Review Summary: I suppose one could use the CD as a coaster or Frisbee. He should avoid doing anything else with it, though.16 of 17 thought this review was well written
The human brain is one of the most fantastic and complex devices in the universe. The brain can regulate an organism’s body. The brain can feel emotions and can express them in multiple ways. The brain is capable of establishing a means of communication with other individuals. The brain (or at least my
brain), however, can’t comprehend what some find appealing in the band 3OH!3.
In an effort to solve this perplexing mystery, I decided to stream their new album. Hesitantly, I clicked on the words, “3OH!3 (NEW ALBUM IN STORES!) on MySpace Music - Free Streaming...”
. The image of two insufferable cretins manifested itself on my computer screen, with their names written by their heads. I scrolled down to the “Play” button, still not entirely sure why I was doing so. Taking a deep breath and bracing myself, I clicked, prepared for an onslaught of offensively appalling noise.
For a brief moment, blissful noiselessness filled the air. Suddenly, an array of synthesizers playing a bouncy melody interrupted the silence. Needless to say, the composition I heard was no revelation, but, surprisingly, it was also not the putrid bile I was expecting. I looked down, shocked to see my toe tapping along with the music. I was, oddly enough, enjoying myself. Alas, this joy lasted for only a brief while, as then, then came the second track.
From this very moment, the rapturous bliss was replaced by agonizing torture. Sean Foreman and Nathaniel Motte’s inept, computer-altered voices permeated the air, spewing forth worthless, vapid lyrics. Tepid, uninspired beats, whiny, inept singing and grating, recycled synth and guitar riffs pervade Streets Of Gold
, so the whole album is an uninspired and generic affair. Some interesting melodies are played by the synthesizers, and occasional entertaining passages are sung, but these faint glimmers of hope offer little solace, as the absolutely atrocious vocals and the lukewarm performance ruin these tolerable moments.

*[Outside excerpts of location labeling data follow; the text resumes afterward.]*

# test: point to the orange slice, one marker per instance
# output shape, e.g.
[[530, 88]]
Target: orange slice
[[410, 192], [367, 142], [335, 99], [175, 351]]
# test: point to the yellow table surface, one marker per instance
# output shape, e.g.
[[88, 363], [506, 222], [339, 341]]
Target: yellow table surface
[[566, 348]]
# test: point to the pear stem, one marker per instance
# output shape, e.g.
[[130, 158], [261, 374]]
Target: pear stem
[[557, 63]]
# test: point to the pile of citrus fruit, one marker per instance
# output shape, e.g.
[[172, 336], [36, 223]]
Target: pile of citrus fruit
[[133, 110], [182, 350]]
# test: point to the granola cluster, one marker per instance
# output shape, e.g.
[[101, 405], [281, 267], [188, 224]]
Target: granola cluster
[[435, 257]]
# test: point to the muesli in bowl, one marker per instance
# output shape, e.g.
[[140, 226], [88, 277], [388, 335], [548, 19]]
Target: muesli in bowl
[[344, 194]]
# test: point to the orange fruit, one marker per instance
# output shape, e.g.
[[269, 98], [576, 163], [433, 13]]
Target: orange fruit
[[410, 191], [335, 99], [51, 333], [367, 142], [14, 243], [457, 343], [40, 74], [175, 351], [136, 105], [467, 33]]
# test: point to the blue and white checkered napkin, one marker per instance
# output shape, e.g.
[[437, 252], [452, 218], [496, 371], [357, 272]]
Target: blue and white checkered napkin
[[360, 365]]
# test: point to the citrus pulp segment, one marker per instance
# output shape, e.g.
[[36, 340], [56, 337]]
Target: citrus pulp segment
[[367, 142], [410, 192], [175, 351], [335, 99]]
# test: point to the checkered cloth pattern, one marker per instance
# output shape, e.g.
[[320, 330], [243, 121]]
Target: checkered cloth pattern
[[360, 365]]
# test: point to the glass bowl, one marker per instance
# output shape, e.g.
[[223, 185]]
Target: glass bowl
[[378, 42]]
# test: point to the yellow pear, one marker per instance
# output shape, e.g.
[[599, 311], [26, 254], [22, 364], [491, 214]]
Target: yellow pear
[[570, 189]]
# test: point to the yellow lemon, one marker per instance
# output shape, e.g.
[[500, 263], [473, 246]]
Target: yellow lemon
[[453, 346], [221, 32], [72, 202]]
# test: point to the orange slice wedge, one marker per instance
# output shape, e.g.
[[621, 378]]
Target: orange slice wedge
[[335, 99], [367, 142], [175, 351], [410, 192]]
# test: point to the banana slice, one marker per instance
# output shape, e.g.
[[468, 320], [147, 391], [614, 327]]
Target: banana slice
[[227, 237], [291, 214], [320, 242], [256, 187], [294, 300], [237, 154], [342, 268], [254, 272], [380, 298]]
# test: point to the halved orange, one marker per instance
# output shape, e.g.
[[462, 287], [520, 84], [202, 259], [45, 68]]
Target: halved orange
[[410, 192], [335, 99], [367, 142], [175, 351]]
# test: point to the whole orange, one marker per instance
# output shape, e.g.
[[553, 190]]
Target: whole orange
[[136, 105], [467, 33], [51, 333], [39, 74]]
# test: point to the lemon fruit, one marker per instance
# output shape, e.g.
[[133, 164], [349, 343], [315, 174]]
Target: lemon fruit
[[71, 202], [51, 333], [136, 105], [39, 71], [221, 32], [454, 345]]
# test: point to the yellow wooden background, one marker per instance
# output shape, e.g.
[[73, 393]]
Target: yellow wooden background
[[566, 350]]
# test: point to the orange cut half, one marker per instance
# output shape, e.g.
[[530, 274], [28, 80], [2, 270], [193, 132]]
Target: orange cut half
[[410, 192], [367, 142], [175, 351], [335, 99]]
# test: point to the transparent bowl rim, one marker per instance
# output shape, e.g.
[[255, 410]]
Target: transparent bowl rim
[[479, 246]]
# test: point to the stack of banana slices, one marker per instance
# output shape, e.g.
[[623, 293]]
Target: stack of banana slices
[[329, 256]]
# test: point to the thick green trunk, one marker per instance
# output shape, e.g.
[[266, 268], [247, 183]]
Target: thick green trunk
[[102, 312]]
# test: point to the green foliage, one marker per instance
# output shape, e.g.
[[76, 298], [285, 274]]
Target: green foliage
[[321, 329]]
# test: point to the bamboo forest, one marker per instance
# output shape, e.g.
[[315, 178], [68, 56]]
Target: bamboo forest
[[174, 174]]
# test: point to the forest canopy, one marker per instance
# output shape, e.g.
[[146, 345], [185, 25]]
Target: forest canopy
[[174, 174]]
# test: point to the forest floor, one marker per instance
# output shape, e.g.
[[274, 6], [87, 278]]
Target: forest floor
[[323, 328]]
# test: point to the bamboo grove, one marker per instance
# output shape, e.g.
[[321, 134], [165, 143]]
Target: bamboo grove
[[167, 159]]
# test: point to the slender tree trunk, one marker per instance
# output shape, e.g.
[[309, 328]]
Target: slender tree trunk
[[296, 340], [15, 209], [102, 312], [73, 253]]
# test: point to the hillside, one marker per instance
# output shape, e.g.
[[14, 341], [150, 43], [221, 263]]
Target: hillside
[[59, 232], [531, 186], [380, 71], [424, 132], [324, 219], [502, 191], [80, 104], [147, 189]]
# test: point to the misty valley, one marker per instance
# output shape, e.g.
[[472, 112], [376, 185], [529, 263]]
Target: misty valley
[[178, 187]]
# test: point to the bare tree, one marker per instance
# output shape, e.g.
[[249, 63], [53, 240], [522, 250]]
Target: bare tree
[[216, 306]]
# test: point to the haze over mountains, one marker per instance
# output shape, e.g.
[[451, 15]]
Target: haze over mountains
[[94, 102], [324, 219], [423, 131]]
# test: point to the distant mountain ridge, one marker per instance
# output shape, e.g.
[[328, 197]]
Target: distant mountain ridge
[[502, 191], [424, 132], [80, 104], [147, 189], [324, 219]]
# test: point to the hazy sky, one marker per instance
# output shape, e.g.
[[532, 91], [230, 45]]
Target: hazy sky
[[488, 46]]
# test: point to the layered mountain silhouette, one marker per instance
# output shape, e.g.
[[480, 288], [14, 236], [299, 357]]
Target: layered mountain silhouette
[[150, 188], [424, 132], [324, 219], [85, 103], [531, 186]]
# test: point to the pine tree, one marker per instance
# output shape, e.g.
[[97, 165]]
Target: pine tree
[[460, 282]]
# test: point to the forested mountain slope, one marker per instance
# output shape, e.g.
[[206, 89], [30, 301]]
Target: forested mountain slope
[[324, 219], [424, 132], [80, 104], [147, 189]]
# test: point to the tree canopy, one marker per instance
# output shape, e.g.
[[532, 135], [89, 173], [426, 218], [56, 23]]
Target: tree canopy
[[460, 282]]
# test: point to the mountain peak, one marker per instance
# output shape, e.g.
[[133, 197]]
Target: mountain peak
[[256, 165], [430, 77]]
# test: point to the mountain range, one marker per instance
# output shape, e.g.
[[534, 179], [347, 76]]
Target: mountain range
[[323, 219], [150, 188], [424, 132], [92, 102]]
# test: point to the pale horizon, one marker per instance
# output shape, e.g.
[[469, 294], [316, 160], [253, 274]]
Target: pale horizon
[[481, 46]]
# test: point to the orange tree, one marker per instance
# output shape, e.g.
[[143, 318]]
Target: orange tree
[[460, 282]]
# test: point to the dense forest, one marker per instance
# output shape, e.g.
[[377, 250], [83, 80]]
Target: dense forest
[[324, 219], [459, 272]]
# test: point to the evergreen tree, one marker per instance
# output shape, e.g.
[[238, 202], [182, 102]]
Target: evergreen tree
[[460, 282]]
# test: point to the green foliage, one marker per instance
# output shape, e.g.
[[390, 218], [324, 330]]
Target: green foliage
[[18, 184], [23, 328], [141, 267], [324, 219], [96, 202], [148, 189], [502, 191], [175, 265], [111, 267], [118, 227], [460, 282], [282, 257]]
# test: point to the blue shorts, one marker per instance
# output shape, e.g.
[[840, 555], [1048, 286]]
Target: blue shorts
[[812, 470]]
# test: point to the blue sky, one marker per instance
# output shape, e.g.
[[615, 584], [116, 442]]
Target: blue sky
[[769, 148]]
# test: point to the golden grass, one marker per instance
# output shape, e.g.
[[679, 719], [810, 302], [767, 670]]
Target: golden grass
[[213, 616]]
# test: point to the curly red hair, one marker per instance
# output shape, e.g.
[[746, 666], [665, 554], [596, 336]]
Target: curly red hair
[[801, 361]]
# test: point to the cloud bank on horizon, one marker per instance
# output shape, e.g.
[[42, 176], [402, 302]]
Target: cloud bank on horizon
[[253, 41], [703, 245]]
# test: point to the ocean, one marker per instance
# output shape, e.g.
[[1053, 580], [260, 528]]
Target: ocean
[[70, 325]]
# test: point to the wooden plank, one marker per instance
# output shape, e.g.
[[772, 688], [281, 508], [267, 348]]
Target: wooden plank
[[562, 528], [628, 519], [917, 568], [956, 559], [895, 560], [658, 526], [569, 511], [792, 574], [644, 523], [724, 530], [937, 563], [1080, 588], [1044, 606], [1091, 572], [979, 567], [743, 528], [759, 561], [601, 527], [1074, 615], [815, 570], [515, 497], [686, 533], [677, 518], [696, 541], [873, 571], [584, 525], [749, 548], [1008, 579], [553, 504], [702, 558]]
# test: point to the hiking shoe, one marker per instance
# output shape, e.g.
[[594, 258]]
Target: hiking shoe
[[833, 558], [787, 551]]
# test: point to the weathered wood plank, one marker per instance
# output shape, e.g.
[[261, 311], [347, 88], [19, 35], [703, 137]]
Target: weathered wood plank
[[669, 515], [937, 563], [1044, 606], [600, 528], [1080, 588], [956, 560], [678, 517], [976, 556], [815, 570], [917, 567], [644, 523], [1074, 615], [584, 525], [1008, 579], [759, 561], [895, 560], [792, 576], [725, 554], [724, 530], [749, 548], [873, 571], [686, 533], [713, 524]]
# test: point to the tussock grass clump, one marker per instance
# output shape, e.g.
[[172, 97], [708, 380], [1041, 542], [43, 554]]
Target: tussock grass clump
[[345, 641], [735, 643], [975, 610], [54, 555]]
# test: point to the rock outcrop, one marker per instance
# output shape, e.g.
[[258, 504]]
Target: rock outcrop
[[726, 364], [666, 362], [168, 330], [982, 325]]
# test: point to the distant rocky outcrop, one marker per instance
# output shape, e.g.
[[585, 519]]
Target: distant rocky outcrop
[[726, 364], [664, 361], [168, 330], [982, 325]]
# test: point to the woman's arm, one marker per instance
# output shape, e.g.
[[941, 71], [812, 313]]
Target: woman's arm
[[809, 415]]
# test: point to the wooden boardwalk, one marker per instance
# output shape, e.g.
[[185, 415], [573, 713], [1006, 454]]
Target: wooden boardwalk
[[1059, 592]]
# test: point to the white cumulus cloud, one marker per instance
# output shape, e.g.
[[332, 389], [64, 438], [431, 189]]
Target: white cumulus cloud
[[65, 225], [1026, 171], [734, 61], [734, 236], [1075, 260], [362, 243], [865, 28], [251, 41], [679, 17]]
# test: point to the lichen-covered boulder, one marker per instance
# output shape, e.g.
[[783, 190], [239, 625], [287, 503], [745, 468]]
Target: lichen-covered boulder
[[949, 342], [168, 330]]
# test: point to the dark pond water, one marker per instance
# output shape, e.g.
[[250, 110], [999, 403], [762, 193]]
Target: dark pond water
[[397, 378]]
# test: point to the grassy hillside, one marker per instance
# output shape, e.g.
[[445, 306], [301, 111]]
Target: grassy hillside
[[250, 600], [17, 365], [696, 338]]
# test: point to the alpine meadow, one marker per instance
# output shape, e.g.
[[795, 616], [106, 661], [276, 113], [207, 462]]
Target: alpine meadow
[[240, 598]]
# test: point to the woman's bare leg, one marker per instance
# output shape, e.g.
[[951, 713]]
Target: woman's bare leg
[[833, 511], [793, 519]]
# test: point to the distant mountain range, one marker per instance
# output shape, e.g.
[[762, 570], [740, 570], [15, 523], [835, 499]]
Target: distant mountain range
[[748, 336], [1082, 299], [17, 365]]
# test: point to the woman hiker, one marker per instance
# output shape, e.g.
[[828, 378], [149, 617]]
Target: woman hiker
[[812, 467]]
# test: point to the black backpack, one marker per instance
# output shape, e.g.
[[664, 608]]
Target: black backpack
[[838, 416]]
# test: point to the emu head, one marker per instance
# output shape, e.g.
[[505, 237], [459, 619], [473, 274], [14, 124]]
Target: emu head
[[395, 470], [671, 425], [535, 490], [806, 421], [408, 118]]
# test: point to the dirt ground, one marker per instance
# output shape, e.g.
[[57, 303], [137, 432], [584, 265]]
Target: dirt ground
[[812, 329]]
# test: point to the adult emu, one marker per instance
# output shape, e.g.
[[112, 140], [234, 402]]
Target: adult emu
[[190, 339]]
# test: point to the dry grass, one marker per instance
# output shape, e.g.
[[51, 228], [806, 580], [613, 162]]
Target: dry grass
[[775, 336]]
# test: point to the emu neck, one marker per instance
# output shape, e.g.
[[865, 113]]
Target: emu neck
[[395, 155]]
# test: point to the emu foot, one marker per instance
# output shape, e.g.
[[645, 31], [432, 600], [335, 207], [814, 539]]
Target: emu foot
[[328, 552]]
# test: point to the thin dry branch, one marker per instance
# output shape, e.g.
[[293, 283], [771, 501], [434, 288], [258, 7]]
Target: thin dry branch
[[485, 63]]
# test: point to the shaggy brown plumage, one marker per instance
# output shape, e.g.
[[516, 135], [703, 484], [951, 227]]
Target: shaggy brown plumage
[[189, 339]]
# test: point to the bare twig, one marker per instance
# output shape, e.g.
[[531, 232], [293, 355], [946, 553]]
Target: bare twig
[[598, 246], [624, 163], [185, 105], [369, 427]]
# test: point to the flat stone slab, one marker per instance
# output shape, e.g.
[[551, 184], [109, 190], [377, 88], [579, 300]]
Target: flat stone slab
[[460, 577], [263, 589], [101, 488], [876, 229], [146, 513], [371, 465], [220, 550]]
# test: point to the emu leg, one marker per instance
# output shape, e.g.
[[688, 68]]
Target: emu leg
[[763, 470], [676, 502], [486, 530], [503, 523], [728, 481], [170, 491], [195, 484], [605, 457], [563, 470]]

Time and time again, lyrical content has saved a musically bland album, or at least prevented it from becoming an absolute failure. Streets Of Gold
has no such salvation. On the contrary, 3OH!3‘s tasteless verse pushes the album from mediocrity into the realm of utter disaster. A variety of topics are covered throughout the album, and Foreman and Motte sing of lost love, the apocalypse, sexual relations between individuals, having parties in their homes, and the band member’s dangerous habits. For an album that aims to do nothing more than be fun, these themes aren’t particularly inappropriate, but the shallow writing is devoid of subtlety, intelligence, or, perhaps worst of all, humor.
To-to-to-touchin on my [censored]
while I'm touchin on your [censored]
You know that we are gonna [censored]
cause I don't give a [censored]
The lines that don’t boast of the singers’ sexual adequacy instead say sugar-coated, trite words about how we should be more caring and loving. And it’s all done without an ounce of either thought or wit or sincerity.
Very rarely is there an album with so few redeeming features as Streets Of Gold
. Frankly, this failure of a composition is almost entirely undeserving of any attention directed towards it. 3OH!3 tries to win respect by singing of how frequently the members engage in sex, by fruitlessly trying to be “deep” and “emotional” while talking about relatively serious topics, and by pretending to be edgy; all they do is inspire contempt.